Sono ben 52 le gigatonnellate di ghiaccio perse a causa dell’ablazione frontale da circa 1.500 ghiacciai nell’emisfero settentrionale (esclusa la calotta glaciale della Groenlandia) dal 2010 al 2020. E’ quanto evidenziato da un documento pubblicato su Nature Communications. Secondo lo studio, il processo può avere un controllo più forte sulla perdita di massa dai ghiacciai rispetto allo scioglimento in alcune regioni. Ma non solo. Ha implicazioni per la valutazione dell’innalzamento del livello del mare e per l’identificazione delle aree di hotspot in cui avviene questo processo.
I ghiacciai perdono massa attraverso diversi processi. L’ablazione frontale, che include anche il formarsi dell’iceberg, si riferisce al meccanismo mediante il quale il ghiaccio viene perso dai ghiacciai nell’oceano.

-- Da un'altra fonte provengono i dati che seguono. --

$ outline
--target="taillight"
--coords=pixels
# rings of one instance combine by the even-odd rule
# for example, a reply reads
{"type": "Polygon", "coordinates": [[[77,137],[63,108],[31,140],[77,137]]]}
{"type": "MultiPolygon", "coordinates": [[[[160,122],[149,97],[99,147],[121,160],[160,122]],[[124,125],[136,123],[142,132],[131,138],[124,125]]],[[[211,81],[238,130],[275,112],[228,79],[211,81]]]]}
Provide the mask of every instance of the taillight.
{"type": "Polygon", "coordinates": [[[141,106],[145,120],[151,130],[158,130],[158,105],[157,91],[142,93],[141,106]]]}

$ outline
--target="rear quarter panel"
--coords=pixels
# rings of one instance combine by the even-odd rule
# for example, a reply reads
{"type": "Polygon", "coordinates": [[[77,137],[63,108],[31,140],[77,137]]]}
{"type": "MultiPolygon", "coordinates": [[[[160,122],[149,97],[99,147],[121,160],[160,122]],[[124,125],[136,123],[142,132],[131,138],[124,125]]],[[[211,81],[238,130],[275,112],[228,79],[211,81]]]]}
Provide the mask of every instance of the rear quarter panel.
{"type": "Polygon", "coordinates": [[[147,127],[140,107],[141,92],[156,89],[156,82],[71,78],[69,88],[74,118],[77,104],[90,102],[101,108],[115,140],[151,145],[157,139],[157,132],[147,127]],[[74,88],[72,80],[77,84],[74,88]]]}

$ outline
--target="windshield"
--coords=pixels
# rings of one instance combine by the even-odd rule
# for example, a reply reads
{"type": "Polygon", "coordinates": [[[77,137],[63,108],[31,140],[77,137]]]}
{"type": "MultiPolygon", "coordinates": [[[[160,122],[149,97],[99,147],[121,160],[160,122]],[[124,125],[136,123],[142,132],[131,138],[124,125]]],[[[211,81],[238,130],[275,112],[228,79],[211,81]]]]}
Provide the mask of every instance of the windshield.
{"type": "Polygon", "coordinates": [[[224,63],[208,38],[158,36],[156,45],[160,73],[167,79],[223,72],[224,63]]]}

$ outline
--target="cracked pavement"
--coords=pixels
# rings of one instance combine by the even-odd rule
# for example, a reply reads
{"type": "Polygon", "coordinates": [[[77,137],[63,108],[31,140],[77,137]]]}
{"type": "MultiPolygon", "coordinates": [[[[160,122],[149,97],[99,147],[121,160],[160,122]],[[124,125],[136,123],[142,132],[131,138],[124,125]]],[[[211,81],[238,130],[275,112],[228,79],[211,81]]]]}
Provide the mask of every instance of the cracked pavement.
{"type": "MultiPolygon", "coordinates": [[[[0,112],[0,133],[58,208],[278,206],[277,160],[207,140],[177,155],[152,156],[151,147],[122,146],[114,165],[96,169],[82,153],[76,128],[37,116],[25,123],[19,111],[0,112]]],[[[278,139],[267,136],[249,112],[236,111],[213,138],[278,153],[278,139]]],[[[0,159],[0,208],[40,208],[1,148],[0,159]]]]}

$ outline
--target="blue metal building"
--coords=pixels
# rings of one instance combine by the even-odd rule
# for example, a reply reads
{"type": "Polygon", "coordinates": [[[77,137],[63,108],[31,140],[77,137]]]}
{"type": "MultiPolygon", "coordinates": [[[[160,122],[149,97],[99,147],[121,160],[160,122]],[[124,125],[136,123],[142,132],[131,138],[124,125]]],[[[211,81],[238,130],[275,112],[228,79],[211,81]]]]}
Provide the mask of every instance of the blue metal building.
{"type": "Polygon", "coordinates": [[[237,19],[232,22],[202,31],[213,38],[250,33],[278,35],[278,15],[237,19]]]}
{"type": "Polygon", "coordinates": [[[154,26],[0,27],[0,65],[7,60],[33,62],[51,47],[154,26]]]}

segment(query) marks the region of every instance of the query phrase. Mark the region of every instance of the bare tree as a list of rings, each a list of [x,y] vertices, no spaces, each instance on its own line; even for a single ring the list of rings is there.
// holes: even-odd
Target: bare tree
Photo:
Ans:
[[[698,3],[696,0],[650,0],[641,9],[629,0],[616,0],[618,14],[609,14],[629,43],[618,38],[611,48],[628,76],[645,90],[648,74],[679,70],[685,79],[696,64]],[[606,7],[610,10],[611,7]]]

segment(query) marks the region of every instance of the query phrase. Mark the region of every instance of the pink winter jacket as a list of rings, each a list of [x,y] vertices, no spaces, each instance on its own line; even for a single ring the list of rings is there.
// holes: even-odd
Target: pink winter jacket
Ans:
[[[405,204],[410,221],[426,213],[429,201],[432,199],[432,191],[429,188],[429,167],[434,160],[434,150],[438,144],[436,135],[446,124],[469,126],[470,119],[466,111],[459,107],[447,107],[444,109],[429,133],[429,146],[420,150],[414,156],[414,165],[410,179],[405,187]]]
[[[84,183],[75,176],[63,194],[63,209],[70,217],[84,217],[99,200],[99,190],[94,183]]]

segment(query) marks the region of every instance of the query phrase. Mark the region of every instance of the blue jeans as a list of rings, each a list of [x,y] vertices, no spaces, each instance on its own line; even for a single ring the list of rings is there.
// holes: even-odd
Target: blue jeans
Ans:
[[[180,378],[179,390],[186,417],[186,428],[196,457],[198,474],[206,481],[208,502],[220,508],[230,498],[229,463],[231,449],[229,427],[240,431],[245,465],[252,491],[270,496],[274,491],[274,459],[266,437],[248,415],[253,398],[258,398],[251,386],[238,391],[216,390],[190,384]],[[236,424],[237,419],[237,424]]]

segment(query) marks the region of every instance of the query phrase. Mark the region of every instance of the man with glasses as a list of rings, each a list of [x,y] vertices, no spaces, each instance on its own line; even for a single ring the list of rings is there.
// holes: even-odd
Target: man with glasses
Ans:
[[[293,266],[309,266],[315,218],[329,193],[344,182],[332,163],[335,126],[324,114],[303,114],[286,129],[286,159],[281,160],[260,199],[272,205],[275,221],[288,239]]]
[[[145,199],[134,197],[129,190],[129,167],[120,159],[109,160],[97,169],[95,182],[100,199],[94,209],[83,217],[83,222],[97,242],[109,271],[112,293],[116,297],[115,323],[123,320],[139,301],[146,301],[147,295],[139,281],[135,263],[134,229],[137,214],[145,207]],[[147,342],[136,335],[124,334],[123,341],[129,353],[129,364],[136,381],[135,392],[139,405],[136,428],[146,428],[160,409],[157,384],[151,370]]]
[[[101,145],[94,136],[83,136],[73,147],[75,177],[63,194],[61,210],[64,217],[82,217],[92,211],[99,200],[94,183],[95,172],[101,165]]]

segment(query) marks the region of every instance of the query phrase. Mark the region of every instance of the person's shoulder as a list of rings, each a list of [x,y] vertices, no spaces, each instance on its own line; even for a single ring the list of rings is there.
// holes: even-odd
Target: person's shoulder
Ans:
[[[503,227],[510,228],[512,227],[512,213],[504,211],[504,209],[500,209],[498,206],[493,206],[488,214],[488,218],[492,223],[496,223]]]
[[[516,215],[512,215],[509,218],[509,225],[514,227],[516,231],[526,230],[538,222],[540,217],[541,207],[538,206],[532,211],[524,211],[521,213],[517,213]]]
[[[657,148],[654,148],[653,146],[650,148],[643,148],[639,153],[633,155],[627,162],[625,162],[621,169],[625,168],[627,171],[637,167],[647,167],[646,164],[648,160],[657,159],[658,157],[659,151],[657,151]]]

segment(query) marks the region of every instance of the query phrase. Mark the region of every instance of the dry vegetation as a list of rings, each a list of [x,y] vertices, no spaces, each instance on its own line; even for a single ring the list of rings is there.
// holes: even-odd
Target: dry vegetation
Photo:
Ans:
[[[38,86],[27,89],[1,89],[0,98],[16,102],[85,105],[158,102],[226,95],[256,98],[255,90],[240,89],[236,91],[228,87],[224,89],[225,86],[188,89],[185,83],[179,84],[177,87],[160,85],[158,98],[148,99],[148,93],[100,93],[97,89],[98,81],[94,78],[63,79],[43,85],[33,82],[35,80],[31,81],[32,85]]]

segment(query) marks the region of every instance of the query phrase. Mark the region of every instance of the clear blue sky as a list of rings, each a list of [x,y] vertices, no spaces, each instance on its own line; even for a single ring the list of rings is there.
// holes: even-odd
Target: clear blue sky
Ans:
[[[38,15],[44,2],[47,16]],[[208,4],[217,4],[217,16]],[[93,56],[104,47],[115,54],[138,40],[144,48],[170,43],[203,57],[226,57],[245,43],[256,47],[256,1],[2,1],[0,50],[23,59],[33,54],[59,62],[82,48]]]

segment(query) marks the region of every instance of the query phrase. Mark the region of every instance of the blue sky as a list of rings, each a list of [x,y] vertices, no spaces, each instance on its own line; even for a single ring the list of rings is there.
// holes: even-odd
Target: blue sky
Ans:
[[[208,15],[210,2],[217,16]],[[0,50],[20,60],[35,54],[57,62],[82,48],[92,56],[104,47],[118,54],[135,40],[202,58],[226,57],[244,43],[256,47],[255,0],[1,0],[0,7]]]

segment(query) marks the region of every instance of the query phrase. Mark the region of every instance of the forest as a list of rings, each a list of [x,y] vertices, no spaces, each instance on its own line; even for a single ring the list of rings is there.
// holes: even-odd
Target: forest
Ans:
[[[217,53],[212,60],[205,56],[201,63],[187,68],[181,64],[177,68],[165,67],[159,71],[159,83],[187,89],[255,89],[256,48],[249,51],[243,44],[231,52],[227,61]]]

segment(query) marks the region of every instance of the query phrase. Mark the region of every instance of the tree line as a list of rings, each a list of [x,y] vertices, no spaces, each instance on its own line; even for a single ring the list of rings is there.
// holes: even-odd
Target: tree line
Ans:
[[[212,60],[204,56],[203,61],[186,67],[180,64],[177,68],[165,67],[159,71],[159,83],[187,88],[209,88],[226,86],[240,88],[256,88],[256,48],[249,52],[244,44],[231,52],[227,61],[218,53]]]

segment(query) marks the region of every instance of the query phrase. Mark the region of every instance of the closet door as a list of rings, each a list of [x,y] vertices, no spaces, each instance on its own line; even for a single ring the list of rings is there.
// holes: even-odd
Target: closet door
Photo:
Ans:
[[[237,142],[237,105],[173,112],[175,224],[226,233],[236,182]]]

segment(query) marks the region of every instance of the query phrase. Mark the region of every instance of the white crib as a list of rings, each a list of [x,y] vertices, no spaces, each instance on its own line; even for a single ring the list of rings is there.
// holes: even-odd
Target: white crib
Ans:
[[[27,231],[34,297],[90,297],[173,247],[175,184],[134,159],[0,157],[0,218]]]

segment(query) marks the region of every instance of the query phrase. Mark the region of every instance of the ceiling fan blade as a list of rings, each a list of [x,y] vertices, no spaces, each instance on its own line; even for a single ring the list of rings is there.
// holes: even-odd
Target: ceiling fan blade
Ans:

Si tratta di un processo indipendente dallo scioglimento superficiale. Ricerche precedenti hanno calcolato solo alcuni tipi di ablazione frontale nell’emisfero settentrionale.
Per valutare il ruolo dell’ablazione frontale dal 2000 al 2020, William Kochtitzky e colleghi hanno identificato circa 1.500 ghiacciai terminali marini nell’emisfero settentrionale. Sono tutti separati dalla calotta glaciale della Groenlandia. I ricercatori hanno combinato misurazioni o stime dello spessore del ghiaccio, della velocità superficiale e dei cambiamenti nella sua posizione finale. Hanno così scoperto che l’ablazione frontale può essere il maggiore contributo alla perdita di massa in alcune regioni.
Gli autori suggeriscono che la scarica di ghiaccio dal 2000 al 2020 è stata l’equivalente di circa 2,10 mm di innalzamento del livello del mare. Dal 2010 al 2020 l’ablazione frontale ha contribuito con circa 52 gigatonnellate di ghiaccio agli oceani. Hanno anche valutato quali aree sono interessate da questo processo, identificando potenziali punti caldi e impatti sull’ecosistema marino. Tra le aree costiere più colpite ci sono l‘Artico russo, le Svalbard e l’Alaska.